As the Olympic hype-machine comes to a media outlet near you, it's time to reconsider bringing back one of the more egalitarian Olympic sports: tug of war.
Take almost any Olympic sport in the modern Summer or Winter games, and you're likely to find that, at best, a handful of countries are realistic medal competitors. In some sports, there are competitors and teams that are so much better than the rest of the field that the true competition is for second place. Athletes from different countries often benefit from advantages simply unavailable to athletes from other countries. For instance, Australia's Olympic curling team doesn't have any dedicated curling ice anywhere inside Australia. The Canadian team, meanwhile, can find a sheet of curling ice in just about every town of reasonable size. The US women's softball team benefits from a deep pool of players produced by college teams while our ping-pong squad is hampered by a such a shallow recruiting pool it's practically a puddle. China, on the other hand, suffers from exactly the opposite situation.
Beyond differences produced by culture and climate, finances can have a big impact on teams. Some Olympic squads get heavy government backing while others are largely self financed. Squads with fancy modern training facilities are more likely to bring home medals than those that hold bake sales just to get to the Games.

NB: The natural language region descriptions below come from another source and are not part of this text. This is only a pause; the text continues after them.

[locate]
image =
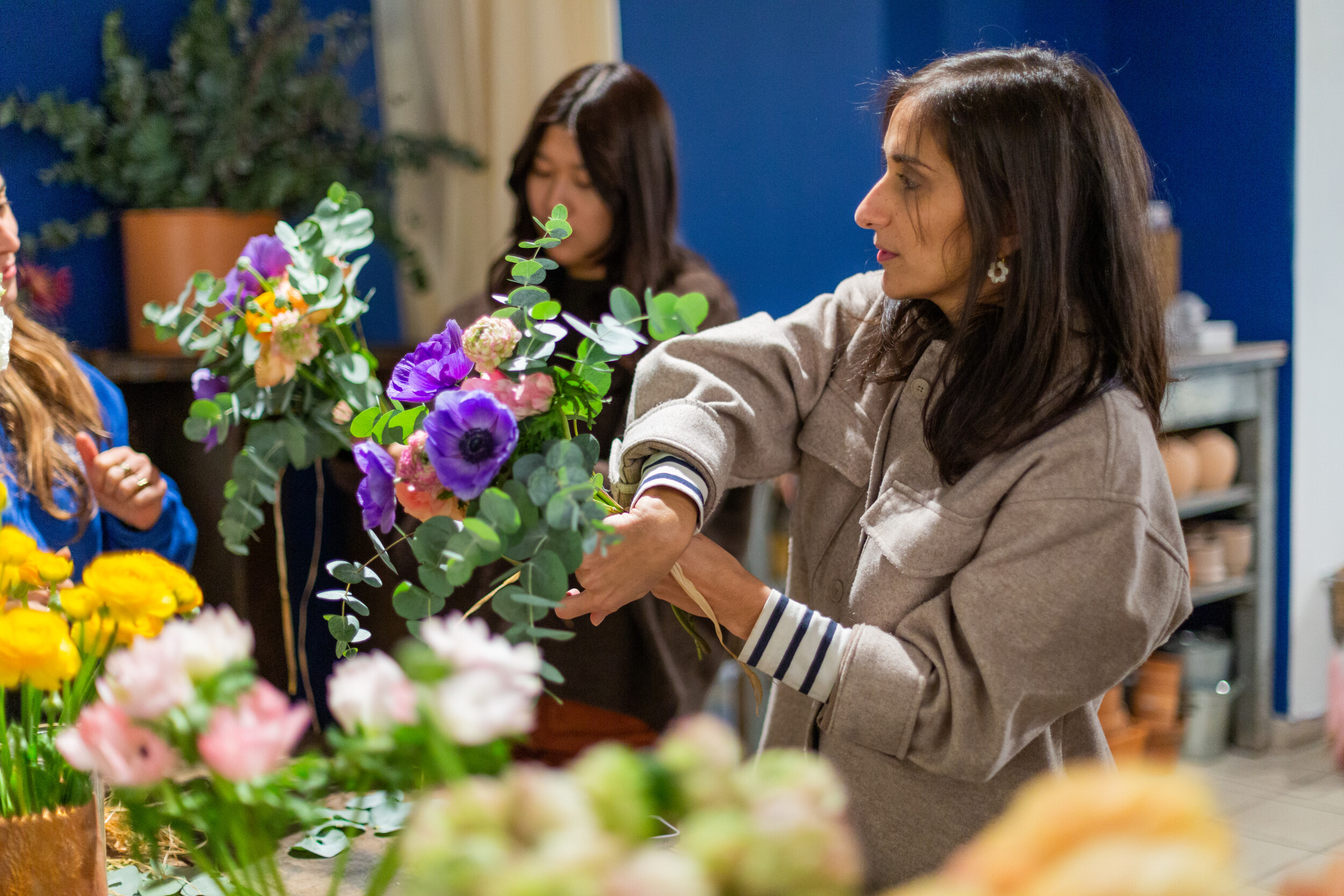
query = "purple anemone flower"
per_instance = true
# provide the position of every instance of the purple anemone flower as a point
(270, 260)
(468, 439)
(377, 493)
(206, 386)
(436, 364)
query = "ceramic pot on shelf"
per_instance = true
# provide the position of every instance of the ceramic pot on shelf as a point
(1207, 564)
(163, 248)
(54, 852)
(1182, 462)
(1237, 540)
(1218, 458)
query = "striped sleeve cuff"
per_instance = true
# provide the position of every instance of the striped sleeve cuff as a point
(797, 647)
(668, 470)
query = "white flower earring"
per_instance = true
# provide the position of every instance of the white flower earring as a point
(999, 272)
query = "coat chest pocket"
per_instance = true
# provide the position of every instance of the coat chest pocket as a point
(918, 539)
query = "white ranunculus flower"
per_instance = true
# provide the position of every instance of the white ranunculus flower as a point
(373, 692)
(468, 644)
(216, 639)
(477, 706)
(148, 679)
(6, 335)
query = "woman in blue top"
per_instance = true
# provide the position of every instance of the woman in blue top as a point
(73, 480)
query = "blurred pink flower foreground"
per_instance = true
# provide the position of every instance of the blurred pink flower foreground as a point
(256, 738)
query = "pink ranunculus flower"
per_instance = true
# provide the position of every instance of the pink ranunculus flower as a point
(490, 340)
(371, 692)
(528, 397)
(418, 488)
(105, 741)
(254, 738)
(149, 679)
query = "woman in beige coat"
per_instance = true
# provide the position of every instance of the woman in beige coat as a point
(984, 539)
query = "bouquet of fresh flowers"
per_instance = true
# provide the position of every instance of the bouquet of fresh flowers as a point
(684, 820)
(52, 655)
(191, 741)
(498, 465)
(281, 353)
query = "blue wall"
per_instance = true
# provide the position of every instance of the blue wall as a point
(776, 151)
(55, 44)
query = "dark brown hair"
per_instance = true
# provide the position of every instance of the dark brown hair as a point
(625, 135)
(1043, 149)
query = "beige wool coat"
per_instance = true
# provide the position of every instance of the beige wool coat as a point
(990, 617)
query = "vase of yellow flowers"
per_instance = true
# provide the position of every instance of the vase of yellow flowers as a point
(55, 640)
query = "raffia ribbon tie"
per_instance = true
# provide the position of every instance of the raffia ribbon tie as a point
(707, 610)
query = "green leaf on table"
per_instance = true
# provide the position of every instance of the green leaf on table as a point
(406, 421)
(663, 320)
(546, 311)
(414, 604)
(363, 424)
(205, 407)
(499, 511)
(691, 311)
(343, 628)
(354, 367)
(321, 843)
(625, 308)
(346, 571)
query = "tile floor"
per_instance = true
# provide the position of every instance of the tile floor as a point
(1288, 809)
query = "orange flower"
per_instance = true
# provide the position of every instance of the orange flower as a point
(270, 304)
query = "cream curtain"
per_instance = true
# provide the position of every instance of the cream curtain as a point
(474, 70)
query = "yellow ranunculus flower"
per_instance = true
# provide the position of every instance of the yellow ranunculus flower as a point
(93, 636)
(42, 569)
(15, 546)
(80, 602)
(35, 647)
(140, 589)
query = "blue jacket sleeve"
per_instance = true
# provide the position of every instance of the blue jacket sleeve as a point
(174, 535)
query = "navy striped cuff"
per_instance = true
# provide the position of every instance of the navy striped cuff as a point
(797, 647)
(671, 472)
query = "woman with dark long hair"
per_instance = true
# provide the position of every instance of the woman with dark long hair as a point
(984, 539)
(603, 144)
(73, 481)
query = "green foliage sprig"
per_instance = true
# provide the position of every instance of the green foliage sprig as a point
(251, 113)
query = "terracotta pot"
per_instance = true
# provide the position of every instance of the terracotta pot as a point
(1218, 460)
(1237, 540)
(1207, 564)
(57, 854)
(163, 248)
(1182, 462)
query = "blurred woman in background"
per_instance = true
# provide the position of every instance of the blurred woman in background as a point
(603, 144)
(73, 480)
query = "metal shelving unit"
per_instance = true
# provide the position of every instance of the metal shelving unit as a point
(1240, 389)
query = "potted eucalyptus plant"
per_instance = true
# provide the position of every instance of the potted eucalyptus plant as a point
(249, 123)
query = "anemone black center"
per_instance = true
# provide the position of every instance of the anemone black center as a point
(476, 445)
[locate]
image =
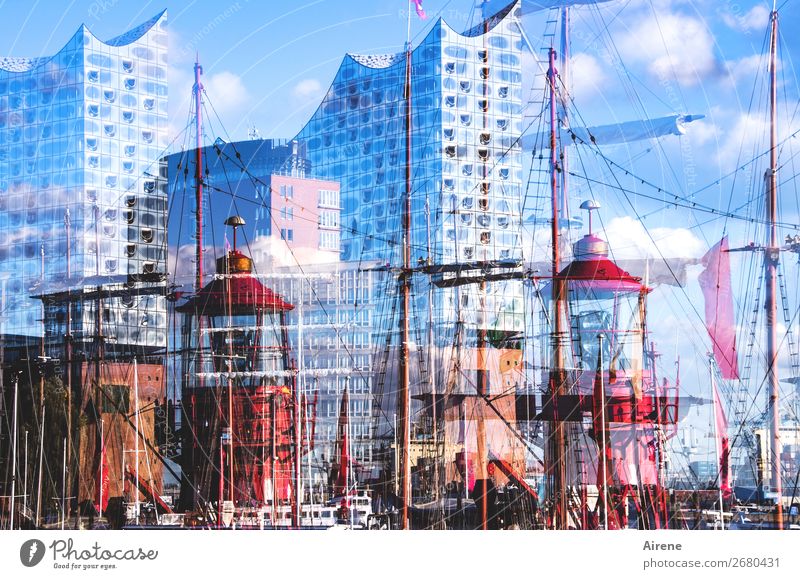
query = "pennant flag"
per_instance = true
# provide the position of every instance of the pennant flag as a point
(420, 11)
(715, 281)
(101, 487)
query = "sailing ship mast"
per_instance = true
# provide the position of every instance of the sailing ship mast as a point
(403, 402)
(557, 465)
(771, 261)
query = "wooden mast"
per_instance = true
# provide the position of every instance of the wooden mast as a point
(403, 414)
(556, 468)
(771, 260)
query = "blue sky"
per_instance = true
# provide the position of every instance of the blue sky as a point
(267, 65)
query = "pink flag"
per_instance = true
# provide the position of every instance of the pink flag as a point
(715, 281)
(723, 447)
(420, 11)
(102, 480)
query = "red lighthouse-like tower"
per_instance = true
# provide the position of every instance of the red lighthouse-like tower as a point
(237, 391)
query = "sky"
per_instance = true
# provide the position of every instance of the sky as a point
(268, 64)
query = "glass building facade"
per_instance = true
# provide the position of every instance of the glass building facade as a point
(81, 200)
(465, 161)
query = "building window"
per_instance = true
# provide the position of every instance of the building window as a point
(328, 198)
(329, 218)
(329, 240)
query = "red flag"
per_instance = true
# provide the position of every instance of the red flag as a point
(102, 480)
(723, 447)
(420, 11)
(715, 281)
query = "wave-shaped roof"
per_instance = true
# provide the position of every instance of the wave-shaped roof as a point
(377, 60)
(24, 64)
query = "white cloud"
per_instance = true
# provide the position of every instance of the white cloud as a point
(628, 239)
(588, 76)
(745, 68)
(227, 92)
(756, 18)
(307, 89)
(671, 46)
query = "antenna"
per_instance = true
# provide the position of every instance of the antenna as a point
(590, 205)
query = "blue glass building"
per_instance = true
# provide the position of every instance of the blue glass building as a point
(81, 133)
(466, 167)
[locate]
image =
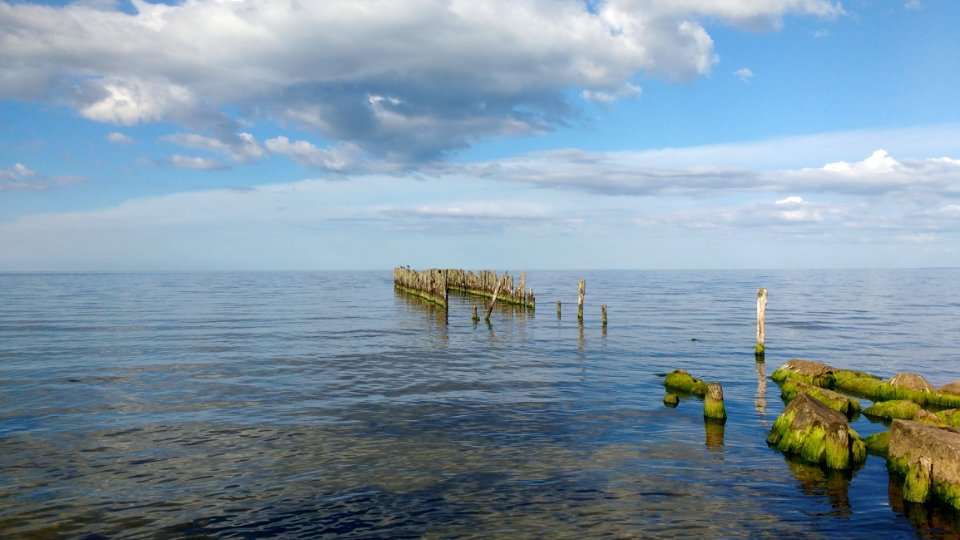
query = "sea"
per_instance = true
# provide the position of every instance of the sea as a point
(330, 405)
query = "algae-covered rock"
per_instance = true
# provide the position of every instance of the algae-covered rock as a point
(950, 416)
(899, 408)
(878, 443)
(952, 389)
(911, 381)
(808, 371)
(928, 458)
(817, 434)
(683, 382)
(713, 403)
(927, 417)
(836, 401)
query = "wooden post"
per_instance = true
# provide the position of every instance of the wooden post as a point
(761, 321)
(582, 287)
(494, 301)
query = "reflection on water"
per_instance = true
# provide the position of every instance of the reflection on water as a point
(760, 402)
(820, 481)
(714, 429)
(323, 404)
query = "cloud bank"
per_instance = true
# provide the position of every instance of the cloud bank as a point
(406, 81)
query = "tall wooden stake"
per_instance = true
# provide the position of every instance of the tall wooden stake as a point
(582, 287)
(761, 321)
(494, 301)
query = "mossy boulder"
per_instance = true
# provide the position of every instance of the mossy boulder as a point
(808, 371)
(899, 408)
(835, 400)
(878, 443)
(928, 458)
(950, 416)
(911, 381)
(713, 407)
(683, 382)
(817, 434)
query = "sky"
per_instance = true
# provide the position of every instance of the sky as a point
(502, 134)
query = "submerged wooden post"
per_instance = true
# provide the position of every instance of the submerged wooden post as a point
(761, 322)
(494, 301)
(582, 287)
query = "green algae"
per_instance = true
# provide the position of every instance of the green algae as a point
(814, 445)
(950, 416)
(685, 383)
(878, 444)
(671, 400)
(900, 408)
(840, 403)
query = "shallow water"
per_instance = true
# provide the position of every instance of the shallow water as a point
(313, 404)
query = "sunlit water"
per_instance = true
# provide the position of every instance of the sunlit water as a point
(312, 404)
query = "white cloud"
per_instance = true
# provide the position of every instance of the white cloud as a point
(119, 138)
(192, 162)
(338, 158)
(449, 71)
(240, 147)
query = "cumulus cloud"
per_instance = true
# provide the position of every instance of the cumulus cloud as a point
(194, 162)
(408, 80)
(338, 158)
(119, 138)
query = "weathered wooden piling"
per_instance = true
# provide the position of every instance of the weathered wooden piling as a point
(761, 321)
(431, 285)
(582, 289)
(496, 290)
(484, 282)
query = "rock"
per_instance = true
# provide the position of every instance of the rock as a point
(835, 400)
(953, 388)
(713, 402)
(911, 381)
(950, 416)
(685, 383)
(817, 434)
(808, 371)
(912, 446)
(878, 443)
(899, 408)
(927, 417)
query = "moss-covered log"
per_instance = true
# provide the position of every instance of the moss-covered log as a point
(683, 382)
(928, 458)
(836, 401)
(899, 408)
(815, 433)
(713, 407)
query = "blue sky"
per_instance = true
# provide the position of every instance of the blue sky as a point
(259, 135)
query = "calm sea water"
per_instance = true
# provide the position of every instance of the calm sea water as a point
(326, 404)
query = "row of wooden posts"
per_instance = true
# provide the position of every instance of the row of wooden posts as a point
(434, 285)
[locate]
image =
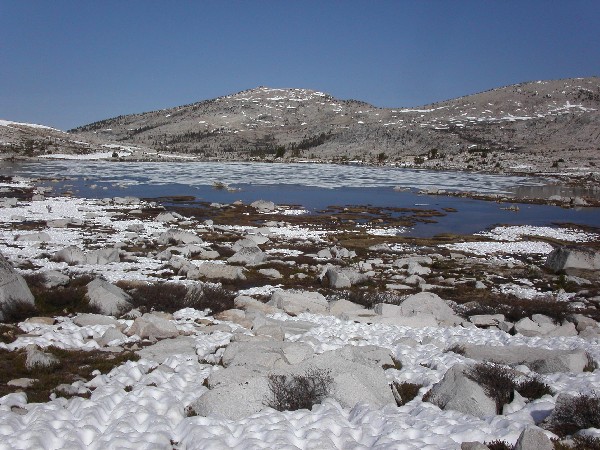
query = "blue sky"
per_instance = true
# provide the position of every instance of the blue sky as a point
(67, 63)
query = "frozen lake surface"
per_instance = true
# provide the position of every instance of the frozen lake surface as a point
(312, 186)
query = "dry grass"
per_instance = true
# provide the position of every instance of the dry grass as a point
(580, 413)
(15, 311)
(290, 393)
(513, 308)
(405, 392)
(171, 297)
(73, 365)
(499, 383)
(68, 299)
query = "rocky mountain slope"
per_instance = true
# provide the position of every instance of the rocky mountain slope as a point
(27, 139)
(541, 116)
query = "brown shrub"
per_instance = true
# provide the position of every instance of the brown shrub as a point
(73, 365)
(293, 392)
(14, 311)
(405, 392)
(171, 297)
(497, 381)
(578, 413)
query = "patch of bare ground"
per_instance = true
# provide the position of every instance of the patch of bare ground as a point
(73, 365)
(171, 297)
(60, 300)
(484, 301)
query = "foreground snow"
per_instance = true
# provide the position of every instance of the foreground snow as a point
(141, 405)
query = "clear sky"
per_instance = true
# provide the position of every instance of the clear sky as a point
(66, 63)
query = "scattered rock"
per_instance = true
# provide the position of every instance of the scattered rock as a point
(533, 438)
(296, 302)
(425, 303)
(109, 336)
(13, 288)
(214, 271)
(180, 345)
(37, 359)
(263, 205)
(564, 258)
(53, 279)
(34, 237)
(271, 273)
(86, 320)
(153, 326)
(110, 299)
(41, 320)
(249, 256)
(458, 392)
(166, 217)
(23, 383)
(250, 304)
(174, 236)
(537, 359)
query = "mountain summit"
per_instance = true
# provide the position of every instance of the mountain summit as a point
(527, 117)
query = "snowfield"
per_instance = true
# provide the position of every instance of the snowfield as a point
(150, 413)
(144, 404)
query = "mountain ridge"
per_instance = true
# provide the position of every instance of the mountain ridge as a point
(557, 119)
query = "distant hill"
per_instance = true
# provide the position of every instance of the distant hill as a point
(526, 118)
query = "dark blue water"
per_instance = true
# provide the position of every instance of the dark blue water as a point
(471, 216)
(114, 179)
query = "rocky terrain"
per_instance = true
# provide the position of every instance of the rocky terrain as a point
(257, 326)
(542, 126)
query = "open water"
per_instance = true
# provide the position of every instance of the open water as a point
(311, 186)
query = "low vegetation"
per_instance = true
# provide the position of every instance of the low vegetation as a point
(577, 413)
(293, 392)
(500, 383)
(171, 297)
(69, 299)
(405, 392)
(72, 365)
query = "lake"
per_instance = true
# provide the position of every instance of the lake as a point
(312, 186)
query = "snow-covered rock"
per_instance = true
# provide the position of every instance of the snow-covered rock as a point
(178, 236)
(263, 205)
(459, 392)
(249, 256)
(153, 326)
(533, 438)
(13, 287)
(213, 271)
(564, 258)
(296, 302)
(110, 299)
(538, 359)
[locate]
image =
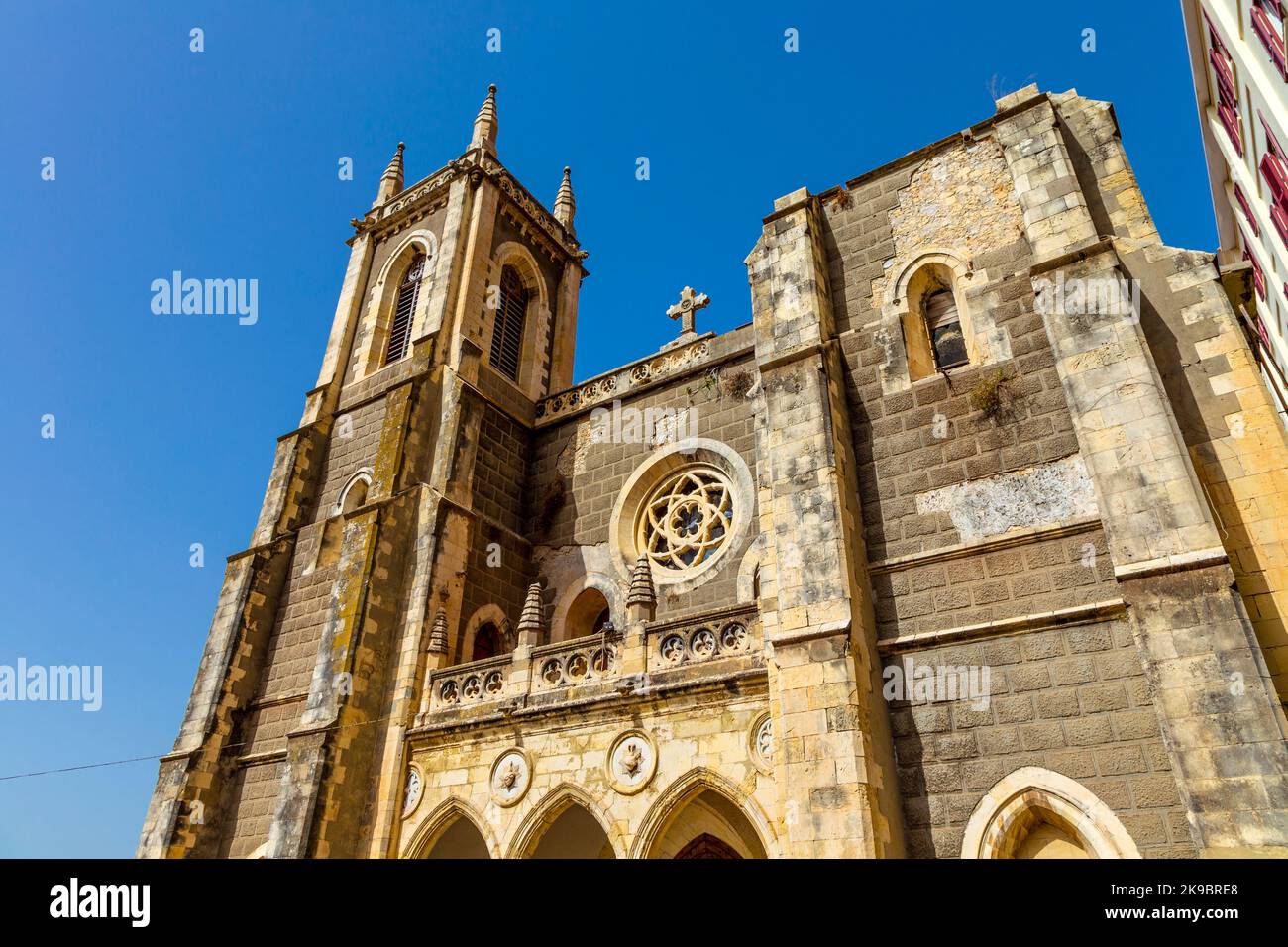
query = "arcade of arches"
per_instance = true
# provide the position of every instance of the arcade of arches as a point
(704, 825)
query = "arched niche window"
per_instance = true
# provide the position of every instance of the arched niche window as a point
(404, 309)
(487, 642)
(1038, 813)
(934, 326)
(588, 615)
(944, 325)
(510, 315)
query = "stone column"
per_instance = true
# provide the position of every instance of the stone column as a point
(835, 759)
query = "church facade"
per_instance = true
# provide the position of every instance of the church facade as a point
(971, 543)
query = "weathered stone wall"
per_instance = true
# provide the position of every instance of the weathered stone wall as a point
(704, 736)
(1042, 573)
(575, 482)
(1072, 699)
(500, 470)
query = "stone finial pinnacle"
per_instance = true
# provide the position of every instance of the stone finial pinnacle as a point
(438, 635)
(391, 180)
(566, 205)
(532, 621)
(485, 123)
(642, 598)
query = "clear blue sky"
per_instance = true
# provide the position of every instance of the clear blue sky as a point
(223, 163)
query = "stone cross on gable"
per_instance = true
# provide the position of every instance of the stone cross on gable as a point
(687, 308)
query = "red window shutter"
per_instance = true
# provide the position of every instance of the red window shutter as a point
(1247, 209)
(1269, 31)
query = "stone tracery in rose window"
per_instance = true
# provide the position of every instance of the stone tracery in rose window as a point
(687, 519)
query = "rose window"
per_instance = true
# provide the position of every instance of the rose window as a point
(687, 519)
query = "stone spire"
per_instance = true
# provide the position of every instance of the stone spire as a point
(391, 180)
(642, 598)
(485, 124)
(438, 635)
(532, 622)
(566, 204)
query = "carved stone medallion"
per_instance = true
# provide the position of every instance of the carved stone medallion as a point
(413, 791)
(511, 775)
(631, 762)
(761, 744)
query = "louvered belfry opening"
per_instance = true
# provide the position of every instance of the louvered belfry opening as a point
(399, 333)
(507, 333)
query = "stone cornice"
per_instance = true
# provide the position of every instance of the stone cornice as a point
(1078, 615)
(536, 211)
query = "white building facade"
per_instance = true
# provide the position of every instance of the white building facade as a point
(1240, 81)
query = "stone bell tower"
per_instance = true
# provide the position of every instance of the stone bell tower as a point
(458, 313)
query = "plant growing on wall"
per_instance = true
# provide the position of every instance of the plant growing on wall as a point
(991, 395)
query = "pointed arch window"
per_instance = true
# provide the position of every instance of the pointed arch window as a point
(507, 330)
(408, 291)
(487, 643)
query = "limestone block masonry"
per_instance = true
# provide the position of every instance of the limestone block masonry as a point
(810, 587)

Which brings us to the NFL. The NFL may not be a popular sport the world over, but it does have one important lesson to teach the International Olympic Committee: parity breeds popularity. Since moving to a financial model that promotes parity throughout the league, it has grown to become the most popular sport in America. The phrase "any given Sunday" is the common shorthand for the belief that any given NFL team can beat any other NFL team any time, any where. Like most phrases of that nature, it grew in popularity because it contained a kernel of truth. The NFL has enough parity between teams that there are no sure things, even between the best team in the league and the worst.
A sport that truly gave the little countries a chance to compete with the big countries; or the cold countries a chance to compete with the equatorial countries; or the poor countries to compete with the rich is exactly what the Olympics needs. That's the niche I believe tug of war could fill. Every country in the world has heavy, strong, big people. You don't need much more than a strong rope and a place to pull it, so fancy training facilities wouldn't be much of a benefit. Technological doping wouldn't be much of an issue. There no benefit to making the shoes lighter, or the uniforms more streamlined.
If you want to get everyone interested in the Olympics, give them a team to support in a sport they can reasonably hope to win. That's the niche tug of war could fill.